CBA Quarterly Update

As the last of the big four banks, Commonwealth Bank of Australia (CBA) released its quarterly update today. CBA operates on a slightly different financial calendar to the other 3 big banks and this is just an update with a summary, not interim/half year results.

Profit and Earnings
Unaudited cash earnings for the quarter ending March 31 were approx. $1.7 billion. This would put profits at close to $5 billion year to date – which means CBA is on track to beat last years profit of $6.1 billion.

CBA reports that “subdued credit demand” reflects a lack of business and consumer confidence. No real numbers have been published that reflect what this means to CBA’s bottom line. Probability points to flat growth in lending overall.

Funding/Capital Ratio
Like its four pillar brethren, CBA increased its reliance upon customer deposits whilst reducing reliance on wholesale (mainly foreign) funding in the quarter. Total composition of funding as deposits is now a very robust 61%. This is likely to grow higher if the banks pass on increased cash rates from RBA rate rises.

Tier 1 ratio improved by 19 basis points or 9.9 percent, roughly in line with the other banks.

CBA also reduced its total impairment expense to $300 million in the quarter, or “only” 24 basis points of total average loans.

A closer look at the arrears rates show that over $2.8 billion in residential mortgages are now 90 or more days past due. This is a deterioration of 11% from the previous quarter, where only (sic) $2.5 billion were in a similar predicament. This is in line with other banks – but remember CBA has a larger proportion of residential mortgages on its balance sheet than anything other institution.

Corporate impaired assets reduced overall, probably due to foreclosures, but 90 days arrears have jumped by almost 20%. Other retail loans are also up some 20% whilst provisions have not changed.

Other Divisions
Notably, CBA’s Wealth Management division only increased Funds under Administration by 0.2% for the quarter – barely 1% annualised growth. Insurance grew their premiums, although updates on the floods and cyclones were not fully disclosed.

CEO Ralph Norris was cautious, but relatively upbeat in CBA’s future potential:

Whilst the Australian economy continues to perform relatively well, consumer and business confidence remains fragile, resulting in subdued spending patterns and muted system credit growth.

Notwithstanding present challenges, we continue to expect a gradual improvement in operating conditions through calendar 2011, as the economic recovery strengthens and system credit growth rebounds.
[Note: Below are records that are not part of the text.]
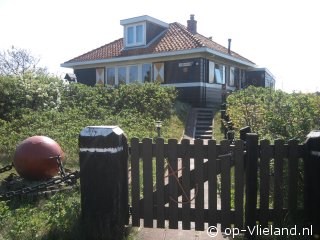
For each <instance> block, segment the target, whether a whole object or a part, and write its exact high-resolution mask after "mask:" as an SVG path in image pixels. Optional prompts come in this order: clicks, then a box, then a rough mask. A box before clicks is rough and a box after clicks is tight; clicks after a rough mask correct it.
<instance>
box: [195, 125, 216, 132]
mask: <svg viewBox="0 0 320 240" xmlns="http://www.w3.org/2000/svg"><path fill="white" fill-rule="evenodd" d="M197 130H211V131H212V127H211V126H196V131H197Z"/></svg>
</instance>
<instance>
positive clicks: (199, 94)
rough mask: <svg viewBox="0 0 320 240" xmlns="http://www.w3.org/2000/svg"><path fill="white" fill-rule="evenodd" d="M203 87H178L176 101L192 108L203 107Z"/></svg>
mask: <svg viewBox="0 0 320 240" xmlns="http://www.w3.org/2000/svg"><path fill="white" fill-rule="evenodd" d="M203 89H204V88H203V87H179V88H177V90H178V100H180V101H182V102H186V103H189V104H191V105H192V106H194V107H199V106H203V105H204V104H205V99H204V96H203V93H202V92H203Z"/></svg>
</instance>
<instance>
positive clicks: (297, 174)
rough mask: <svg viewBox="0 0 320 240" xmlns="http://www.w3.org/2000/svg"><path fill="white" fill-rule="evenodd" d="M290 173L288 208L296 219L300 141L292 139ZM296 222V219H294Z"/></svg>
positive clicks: (289, 213) (288, 171)
mask: <svg viewBox="0 0 320 240" xmlns="http://www.w3.org/2000/svg"><path fill="white" fill-rule="evenodd" d="M288 145H289V148H288V174H289V176H288V177H289V189H288V209H289V214H290V216H291V217H292V218H293V219H292V220H293V221H294V220H296V218H295V217H296V213H297V201H298V200H297V193H298V141H297V140H291V141H289V143H288ZM294 222H295V221H294Z"/></svg>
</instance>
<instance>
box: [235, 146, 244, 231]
mask: <svg viewBox="0 0 320 240" xmlns="http://www.w3.org/2000/svg"><path fill="white" fill-rule="evenodd" d="M243 150H244V146H243V141H236V142H235V147H234V152H233V157H234V161H235V167H234V169H235V170H234V171H235V173H234V178H235V179H234V181H235V186H234V187H235V199H234V201H235V227H236V228H239V229H243V195H244V152H243Z"/></svg>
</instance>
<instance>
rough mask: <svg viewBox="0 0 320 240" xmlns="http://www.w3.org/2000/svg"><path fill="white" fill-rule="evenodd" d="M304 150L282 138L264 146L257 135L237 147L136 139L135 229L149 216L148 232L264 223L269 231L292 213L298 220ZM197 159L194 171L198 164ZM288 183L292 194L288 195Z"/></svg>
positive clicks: (134, 180) (132, 183)
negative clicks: (298, 211)
mask: <svg viewBox="0 0 320 240" xmlns="http://www.w3.org/2000/svg"><path fill="white" fill-rule="evenodd" d="M303 147H304V146H303V145H299V144H298V142H297V141H295V140H292V141H290V142H289V143H288V144H285V143H284V141H282V140H276V141H275V143H274V144H270V143H269V142H268V141H267V140H262V141H260V143H259V142H258V136H257V135H256V134H248V135H247V141H246V142H244V141H242V140H237V141H235V142H234V144H232V145H230V143H229V141H227V140H224V141H222V142H221V143H220V144H217V143H216V141H215V140H209V141H208V142H207V143H206V144H204V142H203V141H202V140H195V141H194V143H192V144H191V143H190V141H189V140H186V139H184V140H182V141H181V143H178V141H177V140H175V139H170V140H168V143H165V142H164V140H163V139H162V138H158V139H157V140H156V142H155V143H153V142H152V140H151V139H143V140H142V142H139V139H137V138H133V139H132V140H131V151H130V160H131V206H132V207H131V213H132V225H133V226H140V220H141V219H143V220H144V221H143V224H144V227H158V228H163V227H165V226H166V221H168V223H169V225H168V226H169V228H173V229H176V228H178V227H179V221H181V223H182V229H190V228H191V223H192V222H193V223H194V225H195V229H196V230H204V229H205V224H208V225H209V226H216V225H217V224H218V223H219V224H221V228H222V229H225V228H229V227H231V226H233V227H237V228H239V229H243V228H244V227H245V226H255V225H256V224H257V222H259V224H260V225H261V227H267V226H268V223H270V222H272V223H273V224H274V226H281V225H282V221H283V219H284V217H285V215H286V214H287V213H288V212H290V213H291V214H293V215H294V214H296V213H297V212H298V211H299V210H301V209H300V208H301V207H300V206H298V192H299V191H298V182H299V180H298V179H299V167H298V166H299V164H300V163H299V162H301V163H302V161H303V157H304V150H303V149H304V148H303ZM192 162H193V163H194V167H190V163H192ZM271 163H272V164H271ZM285 165H286V166H287V167H285V168H284V166H285ZM271 167H272V168H271ZM284 169H288V172H287V173H285V172H284ZM141 171H142V173H141ZM284 180H287V181H286V182H284ZM206 182H207V183H206ZM205 183H206V184H207V187H206V185H205ZM270 186H271V187H272V188H270ZM284 186H286V188H287V191H283V188H284ZM231 192H233V194H231ZM285 192H287V193H288V195H287V196H284V193H285ZM270 195H272V196H270ZM219 198H220V199H221V208H220V207H218V199H219ZM232 198H233V199H232ZM270 199H272V206H270ZM232 200H233V201H232ZM205 202H207V204H205ZM232 202H234V204H233V207H232ZM154 220H156V221H154ZM154 222H156V225H155V224H154Z"/></svg>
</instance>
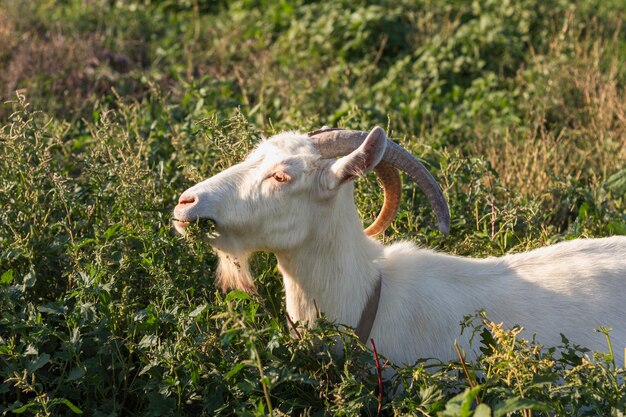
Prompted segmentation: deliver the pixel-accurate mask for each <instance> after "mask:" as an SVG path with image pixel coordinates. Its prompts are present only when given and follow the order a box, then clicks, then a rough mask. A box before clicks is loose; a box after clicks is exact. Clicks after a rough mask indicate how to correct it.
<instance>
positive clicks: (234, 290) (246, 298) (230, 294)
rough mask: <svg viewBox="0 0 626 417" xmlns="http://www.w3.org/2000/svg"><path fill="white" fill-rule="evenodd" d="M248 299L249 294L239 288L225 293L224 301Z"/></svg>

Another “boring” result for what is a highly concentrated business reliant upon continued growth in residential mortgages. Arrears are up noticeably quarter-on-quarter, although remains only a small part of the balance sheet. However, if this “growth” does not abate, CBA may have almost $4 billion in mortgages in arrears by the end of the calendar year, or well over half of annual profit.

CBA’s current dividend yield of 5.8% and P/E ratio of 12.75 will likely entice investors and institutions will continue to make CBA a large part of their portfolio, but risks remain that the growth phase for banks is over.

Empire Investing will release full valuations of the big four banks in a future post with updated earnings and other metrics covered.

Disclosure: The author is a Director of a private investment company (Empire Investing Pty Ltd), which has no interest in any business mentioned in this article. The article is not to be taken as investment advice and the views expressed are opinions only. Readers should seek advice from someone who claims to be qualified before considering allocating capital in any investment.